# Using tape for marking timber???



## Curlycherry1 (May 26, 2016)

In another forum a person said they would never trust a forester that did not mark trees with tape as compared to paint. I have never heard of such a thing other than around houses being built and small markings for borders of construction sites. 

I can think of a lot of reasons to not use tape such as easy to fall off, no proof the log was marked once skidded, too much time needed to tape every tree to be cut, impossible for one forester to mark a large diameter tree alone, etc.

Has anyone heard of using tape for large commercial forestry tracks?


----------



## Gologit (May 26, 2016)

Curlycherry1 said:


> In another forum a person said they would never trust a forester that did not mark trees with tape as compared to paint.

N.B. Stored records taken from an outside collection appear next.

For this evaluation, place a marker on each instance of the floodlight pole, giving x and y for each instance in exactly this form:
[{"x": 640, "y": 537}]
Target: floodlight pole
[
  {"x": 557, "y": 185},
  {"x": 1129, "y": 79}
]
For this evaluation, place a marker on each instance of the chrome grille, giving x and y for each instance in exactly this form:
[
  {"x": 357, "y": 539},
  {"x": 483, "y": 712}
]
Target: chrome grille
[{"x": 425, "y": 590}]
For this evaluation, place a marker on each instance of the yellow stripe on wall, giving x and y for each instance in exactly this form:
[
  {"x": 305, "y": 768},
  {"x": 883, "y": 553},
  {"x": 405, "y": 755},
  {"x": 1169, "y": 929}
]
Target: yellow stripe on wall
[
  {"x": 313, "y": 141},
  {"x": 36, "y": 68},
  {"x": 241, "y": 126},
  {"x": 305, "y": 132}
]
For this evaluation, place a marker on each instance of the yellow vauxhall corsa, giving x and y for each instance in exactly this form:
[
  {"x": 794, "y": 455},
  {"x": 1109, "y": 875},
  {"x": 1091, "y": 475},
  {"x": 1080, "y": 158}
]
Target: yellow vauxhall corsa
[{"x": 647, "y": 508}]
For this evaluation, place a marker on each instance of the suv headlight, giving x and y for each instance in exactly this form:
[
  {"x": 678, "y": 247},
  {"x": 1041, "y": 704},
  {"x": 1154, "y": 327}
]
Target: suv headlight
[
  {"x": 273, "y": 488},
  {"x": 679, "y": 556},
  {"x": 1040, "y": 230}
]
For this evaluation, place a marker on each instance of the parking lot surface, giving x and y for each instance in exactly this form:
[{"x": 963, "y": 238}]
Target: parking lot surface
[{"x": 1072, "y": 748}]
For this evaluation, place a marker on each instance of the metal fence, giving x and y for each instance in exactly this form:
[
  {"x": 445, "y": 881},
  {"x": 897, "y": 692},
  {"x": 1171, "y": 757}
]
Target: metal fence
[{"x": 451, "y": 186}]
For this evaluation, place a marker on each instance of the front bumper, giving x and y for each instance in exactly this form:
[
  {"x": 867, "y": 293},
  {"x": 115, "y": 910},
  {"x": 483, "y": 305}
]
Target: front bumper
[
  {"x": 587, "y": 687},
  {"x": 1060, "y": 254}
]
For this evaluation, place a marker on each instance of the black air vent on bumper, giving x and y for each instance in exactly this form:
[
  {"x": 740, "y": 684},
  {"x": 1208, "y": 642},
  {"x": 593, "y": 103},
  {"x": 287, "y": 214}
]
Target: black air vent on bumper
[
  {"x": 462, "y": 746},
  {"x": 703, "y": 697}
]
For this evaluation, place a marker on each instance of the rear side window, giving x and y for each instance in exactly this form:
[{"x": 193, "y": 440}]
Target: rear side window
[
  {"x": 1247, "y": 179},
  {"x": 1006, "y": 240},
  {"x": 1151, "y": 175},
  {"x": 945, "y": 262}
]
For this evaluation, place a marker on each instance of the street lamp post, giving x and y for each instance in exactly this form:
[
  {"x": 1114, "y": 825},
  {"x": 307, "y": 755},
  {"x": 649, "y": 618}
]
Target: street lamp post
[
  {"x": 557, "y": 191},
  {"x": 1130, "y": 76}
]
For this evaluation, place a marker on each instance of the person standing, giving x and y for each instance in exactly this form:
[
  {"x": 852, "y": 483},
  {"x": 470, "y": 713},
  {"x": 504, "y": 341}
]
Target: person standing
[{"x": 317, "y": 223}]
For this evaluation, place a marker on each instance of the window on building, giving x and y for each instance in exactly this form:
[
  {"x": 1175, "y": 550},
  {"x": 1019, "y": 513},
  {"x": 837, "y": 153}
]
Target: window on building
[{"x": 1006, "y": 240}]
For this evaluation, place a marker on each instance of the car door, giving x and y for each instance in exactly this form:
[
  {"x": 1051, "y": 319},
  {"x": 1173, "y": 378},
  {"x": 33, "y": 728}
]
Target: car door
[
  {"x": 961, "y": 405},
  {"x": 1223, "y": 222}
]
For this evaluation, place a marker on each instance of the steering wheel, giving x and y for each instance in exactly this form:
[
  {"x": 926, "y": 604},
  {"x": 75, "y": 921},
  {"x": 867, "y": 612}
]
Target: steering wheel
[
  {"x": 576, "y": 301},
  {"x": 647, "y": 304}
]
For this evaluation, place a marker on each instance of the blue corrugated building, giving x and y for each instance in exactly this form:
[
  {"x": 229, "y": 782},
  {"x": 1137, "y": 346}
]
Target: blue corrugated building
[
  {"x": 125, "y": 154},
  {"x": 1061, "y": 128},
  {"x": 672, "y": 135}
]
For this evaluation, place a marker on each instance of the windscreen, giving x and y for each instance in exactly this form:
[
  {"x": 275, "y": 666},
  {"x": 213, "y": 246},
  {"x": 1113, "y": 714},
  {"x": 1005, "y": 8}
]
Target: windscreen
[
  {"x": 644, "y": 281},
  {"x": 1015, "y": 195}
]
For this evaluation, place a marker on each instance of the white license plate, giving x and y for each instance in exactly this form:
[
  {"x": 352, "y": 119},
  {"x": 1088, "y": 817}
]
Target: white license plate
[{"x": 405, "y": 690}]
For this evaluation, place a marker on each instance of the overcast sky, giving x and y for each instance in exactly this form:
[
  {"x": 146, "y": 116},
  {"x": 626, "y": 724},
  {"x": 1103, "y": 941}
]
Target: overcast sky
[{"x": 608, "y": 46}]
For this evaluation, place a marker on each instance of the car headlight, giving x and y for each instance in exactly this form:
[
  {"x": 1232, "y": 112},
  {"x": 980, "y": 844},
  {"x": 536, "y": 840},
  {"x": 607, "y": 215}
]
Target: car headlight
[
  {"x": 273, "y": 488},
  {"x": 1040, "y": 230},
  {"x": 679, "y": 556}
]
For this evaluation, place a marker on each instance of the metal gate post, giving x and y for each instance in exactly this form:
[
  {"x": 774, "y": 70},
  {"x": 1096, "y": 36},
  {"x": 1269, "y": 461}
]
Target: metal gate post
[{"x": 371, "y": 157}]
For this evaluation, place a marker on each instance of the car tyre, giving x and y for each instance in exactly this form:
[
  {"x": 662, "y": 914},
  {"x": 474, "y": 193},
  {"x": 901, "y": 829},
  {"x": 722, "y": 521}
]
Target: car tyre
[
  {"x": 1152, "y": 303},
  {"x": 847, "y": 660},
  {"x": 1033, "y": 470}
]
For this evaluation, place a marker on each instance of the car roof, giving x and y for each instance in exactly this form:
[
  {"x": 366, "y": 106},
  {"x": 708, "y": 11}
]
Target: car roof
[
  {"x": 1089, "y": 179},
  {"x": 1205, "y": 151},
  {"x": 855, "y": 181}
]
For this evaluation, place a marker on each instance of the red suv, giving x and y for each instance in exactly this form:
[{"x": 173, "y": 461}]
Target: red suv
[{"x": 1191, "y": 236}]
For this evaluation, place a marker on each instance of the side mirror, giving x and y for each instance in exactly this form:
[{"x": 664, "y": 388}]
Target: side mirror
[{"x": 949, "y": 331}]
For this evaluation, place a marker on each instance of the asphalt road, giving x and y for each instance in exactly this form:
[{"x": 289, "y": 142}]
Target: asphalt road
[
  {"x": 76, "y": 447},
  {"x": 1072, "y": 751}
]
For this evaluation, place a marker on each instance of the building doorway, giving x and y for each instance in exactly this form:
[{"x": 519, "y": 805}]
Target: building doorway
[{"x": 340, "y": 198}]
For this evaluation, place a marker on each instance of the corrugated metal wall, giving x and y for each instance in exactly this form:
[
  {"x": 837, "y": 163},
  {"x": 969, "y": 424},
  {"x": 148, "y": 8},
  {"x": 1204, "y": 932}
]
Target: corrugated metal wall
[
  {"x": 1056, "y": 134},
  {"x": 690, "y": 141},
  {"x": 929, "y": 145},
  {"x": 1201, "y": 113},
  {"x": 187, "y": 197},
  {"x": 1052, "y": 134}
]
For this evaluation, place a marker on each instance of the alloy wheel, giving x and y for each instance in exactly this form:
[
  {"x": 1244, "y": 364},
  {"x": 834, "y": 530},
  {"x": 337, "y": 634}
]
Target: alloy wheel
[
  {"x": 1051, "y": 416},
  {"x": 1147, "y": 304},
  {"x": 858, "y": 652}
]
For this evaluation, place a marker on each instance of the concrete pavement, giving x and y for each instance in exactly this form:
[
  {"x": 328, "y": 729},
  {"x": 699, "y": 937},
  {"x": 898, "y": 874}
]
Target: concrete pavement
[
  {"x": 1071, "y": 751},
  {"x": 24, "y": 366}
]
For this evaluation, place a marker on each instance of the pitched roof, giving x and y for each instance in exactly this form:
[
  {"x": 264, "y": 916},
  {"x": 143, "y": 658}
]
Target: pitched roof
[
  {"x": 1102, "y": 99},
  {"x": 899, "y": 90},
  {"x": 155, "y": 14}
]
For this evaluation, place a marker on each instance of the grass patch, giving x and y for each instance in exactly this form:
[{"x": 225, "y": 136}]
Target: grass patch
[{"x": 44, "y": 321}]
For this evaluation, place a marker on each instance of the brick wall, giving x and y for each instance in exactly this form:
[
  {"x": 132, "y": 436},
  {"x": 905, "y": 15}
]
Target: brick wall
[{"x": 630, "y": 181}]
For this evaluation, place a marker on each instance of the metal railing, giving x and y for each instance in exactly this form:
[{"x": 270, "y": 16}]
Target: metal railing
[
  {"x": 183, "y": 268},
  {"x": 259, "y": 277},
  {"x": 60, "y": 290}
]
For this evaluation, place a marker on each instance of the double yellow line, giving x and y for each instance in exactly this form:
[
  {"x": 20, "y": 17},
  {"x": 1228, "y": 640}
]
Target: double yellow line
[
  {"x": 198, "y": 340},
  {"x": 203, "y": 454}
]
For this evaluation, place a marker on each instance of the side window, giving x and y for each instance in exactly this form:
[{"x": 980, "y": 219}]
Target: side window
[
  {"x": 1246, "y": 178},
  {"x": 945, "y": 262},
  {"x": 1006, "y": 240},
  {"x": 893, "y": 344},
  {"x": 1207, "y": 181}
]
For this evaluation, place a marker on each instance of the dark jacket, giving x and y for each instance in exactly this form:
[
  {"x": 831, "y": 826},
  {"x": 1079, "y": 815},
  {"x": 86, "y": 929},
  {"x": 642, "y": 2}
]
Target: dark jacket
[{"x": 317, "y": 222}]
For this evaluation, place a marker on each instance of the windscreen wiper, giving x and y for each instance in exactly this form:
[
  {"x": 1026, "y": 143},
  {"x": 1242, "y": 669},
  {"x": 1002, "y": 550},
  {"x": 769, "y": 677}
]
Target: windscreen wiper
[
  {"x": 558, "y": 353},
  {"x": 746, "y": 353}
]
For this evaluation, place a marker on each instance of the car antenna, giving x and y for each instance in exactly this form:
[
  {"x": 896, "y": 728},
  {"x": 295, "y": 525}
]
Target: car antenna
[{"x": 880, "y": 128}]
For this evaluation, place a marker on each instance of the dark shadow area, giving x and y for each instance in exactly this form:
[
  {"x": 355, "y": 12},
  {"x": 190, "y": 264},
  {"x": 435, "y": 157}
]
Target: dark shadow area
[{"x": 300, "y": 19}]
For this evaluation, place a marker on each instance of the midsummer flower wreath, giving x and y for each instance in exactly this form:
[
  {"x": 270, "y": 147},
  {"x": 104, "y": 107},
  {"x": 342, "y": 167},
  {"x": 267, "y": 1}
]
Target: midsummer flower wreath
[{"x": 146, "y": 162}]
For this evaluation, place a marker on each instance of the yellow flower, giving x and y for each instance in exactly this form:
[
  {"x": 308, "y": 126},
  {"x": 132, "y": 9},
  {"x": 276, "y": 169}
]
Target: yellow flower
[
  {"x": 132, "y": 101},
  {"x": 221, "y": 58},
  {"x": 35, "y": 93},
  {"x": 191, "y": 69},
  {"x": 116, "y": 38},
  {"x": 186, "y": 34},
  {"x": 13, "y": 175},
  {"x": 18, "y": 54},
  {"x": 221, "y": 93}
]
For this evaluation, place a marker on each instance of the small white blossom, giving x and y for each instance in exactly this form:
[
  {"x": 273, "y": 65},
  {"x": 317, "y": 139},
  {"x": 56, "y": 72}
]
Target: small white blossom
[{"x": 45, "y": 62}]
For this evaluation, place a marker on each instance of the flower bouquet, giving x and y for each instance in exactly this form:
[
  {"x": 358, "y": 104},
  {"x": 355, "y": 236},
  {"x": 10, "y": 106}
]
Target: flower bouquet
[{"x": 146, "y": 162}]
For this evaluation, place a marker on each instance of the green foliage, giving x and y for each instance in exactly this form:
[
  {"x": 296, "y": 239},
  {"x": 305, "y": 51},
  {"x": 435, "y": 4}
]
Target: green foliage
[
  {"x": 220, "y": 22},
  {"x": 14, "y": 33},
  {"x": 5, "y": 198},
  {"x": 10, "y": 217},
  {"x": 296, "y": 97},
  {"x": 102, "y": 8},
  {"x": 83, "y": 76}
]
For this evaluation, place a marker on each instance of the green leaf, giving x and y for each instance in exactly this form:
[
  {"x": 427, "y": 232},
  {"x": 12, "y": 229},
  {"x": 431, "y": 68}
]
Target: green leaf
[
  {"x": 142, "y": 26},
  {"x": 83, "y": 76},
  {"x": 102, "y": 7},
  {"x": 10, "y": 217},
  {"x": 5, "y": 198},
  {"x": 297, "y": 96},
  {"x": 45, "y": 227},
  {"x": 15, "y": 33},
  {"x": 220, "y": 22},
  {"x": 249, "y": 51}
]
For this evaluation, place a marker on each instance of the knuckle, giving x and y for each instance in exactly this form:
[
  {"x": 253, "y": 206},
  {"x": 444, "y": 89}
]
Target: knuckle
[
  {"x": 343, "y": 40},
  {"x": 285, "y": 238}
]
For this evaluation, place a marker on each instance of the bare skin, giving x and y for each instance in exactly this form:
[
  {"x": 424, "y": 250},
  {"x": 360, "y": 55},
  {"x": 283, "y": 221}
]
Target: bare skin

I have never heard of such a thing other than around houses being built and small markings for borders of construction sites.
> 
> I can think of a lot of reasons to not use tape such as easy to fall off, no proof the log was marked once skidded, too much time needed to tape every tree to be cut, impossible for one forester to mark a large diameter tree alone, etc.
> 
> Has anyone heard of using tape for large commercial forestry tracks?



We use paint to mark trees for cutting but we also use tape...we call it _ribbon _or _flagging..._of different colors to mark hazard trees, boundaries, strips, corners, and RMZs. It's also used to mark haul roads, skid trails, arch sites, and many other things.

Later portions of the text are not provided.